The clean room at NASA's Goddard Space Flight Center in Greenbelt, Md., has received a giant structural steel frame that will be used to assemble the mirrors and instruments of the James Webb Space Telescope.

"This milestone is important as it marks the transition to the integration and testing phase for the Webb telescope's optical telescope element," said Lee Feinberg, Optical Telescope Element Manager for the Webb telescope at Goddard.

The Webb telescope is the world's next-generation space observatory and scientific successor to the Hubble Space Telescope. The most powerful space telescope ever built, Webb will observe the most distant objects in the universe, provide images of the very first galaxies ever formed and study planets around distant stars.

The installation of the giant structural steel optical assembly stand was recently completed at Goddard by Northrop Grumman in Redondo Beach, Calif., and its teammate ITT Exelis, McLean, Va. Northrop Grumman is leading the design and development effort for the telescope under contract to Goddard.

"Due to the excellent efforts of our teammate ITT Exelis, we have completed each of the major elements of equipment required to complete the assembly of the optical flight telescope," said Scott Willoughby, Webb telescope vice president and program manager at Northrop Grumman Aerospace Systems. "With the near completion of the final cryotest for the last six flight mirror segments, we are making great progress on the program."
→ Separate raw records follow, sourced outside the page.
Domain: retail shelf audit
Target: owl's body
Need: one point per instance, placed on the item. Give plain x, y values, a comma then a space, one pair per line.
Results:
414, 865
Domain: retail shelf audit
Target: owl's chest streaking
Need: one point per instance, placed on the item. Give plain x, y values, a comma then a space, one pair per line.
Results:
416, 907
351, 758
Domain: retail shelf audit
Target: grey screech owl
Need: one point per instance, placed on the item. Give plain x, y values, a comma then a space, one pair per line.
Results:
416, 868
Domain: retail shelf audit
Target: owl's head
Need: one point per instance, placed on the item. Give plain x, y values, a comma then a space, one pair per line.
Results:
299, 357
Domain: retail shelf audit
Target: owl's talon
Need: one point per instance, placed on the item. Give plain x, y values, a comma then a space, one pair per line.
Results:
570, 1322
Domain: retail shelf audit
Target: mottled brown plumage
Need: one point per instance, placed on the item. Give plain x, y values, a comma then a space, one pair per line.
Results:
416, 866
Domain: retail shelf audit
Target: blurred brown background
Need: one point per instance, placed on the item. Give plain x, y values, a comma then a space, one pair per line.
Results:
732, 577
Click on image to enlarge​
Webb's AOAS The Webb Telescope Ambient Optical Assembly Stand.
Credit: NASA​


Artist's concept of the James Webb Space Telescope September 2009 artist conception of the James Webb Space Telescope. Credit: NASA
› Larger image The U-shaped optical assembly stand is is 24 feet high, 52 feet wide and 41 feet long and weighs 139,000 pounds. Its purpose is to cradle the entire 3.7 metric ton optical telescope and install 18 individual 90 pound mirror segments and other components onto the telescope structure with better than one one-thousandth of an inch precision. The platform has been installed in Goddard's largest clean room where Northrop Grumman and ITT will assemble the telescope in late 2014.
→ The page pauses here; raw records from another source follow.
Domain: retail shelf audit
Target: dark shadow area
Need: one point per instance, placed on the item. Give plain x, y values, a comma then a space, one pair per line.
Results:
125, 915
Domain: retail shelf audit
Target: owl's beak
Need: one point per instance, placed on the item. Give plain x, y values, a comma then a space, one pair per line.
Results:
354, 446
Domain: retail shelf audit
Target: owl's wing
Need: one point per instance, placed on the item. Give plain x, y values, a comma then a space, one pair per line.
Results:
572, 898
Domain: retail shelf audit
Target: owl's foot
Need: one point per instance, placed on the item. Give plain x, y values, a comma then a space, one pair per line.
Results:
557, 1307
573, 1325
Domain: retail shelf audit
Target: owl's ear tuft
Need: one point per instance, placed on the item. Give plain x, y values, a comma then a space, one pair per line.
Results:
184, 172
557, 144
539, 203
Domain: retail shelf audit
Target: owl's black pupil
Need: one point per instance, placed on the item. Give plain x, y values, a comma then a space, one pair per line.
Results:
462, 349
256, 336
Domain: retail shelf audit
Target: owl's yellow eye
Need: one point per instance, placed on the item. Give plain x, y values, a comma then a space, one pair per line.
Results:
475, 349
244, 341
ITT Exelis teammate JPW Companies in Syracuse, N.Y., built the massive structure. Two other ITT teammates supplied other elements of the assembly stand: Cranetech, Inc. designed and built the track system suspended above the stand and Progressive Machine and Design made the robotic arms attached to the track that install the mirror segments. The ITT Exelis team spent a year incrementally building and demonstrating the mirror installation equipment.

"The integration equipment is a critical piece of the Webb telescope program. Over the past three years, ITT Exelis has developed a risk reduction program to demonstrate the key elements of this equipment," said Rob Mitrevski, vice president and general manager, Intelligence, Surveillance and Reconnaissance Systems at ITT Exelis Geospatial Systems. "With the delivery of the assembly stand, all of the equipment is coming together in preparation for the telescope assembly effort."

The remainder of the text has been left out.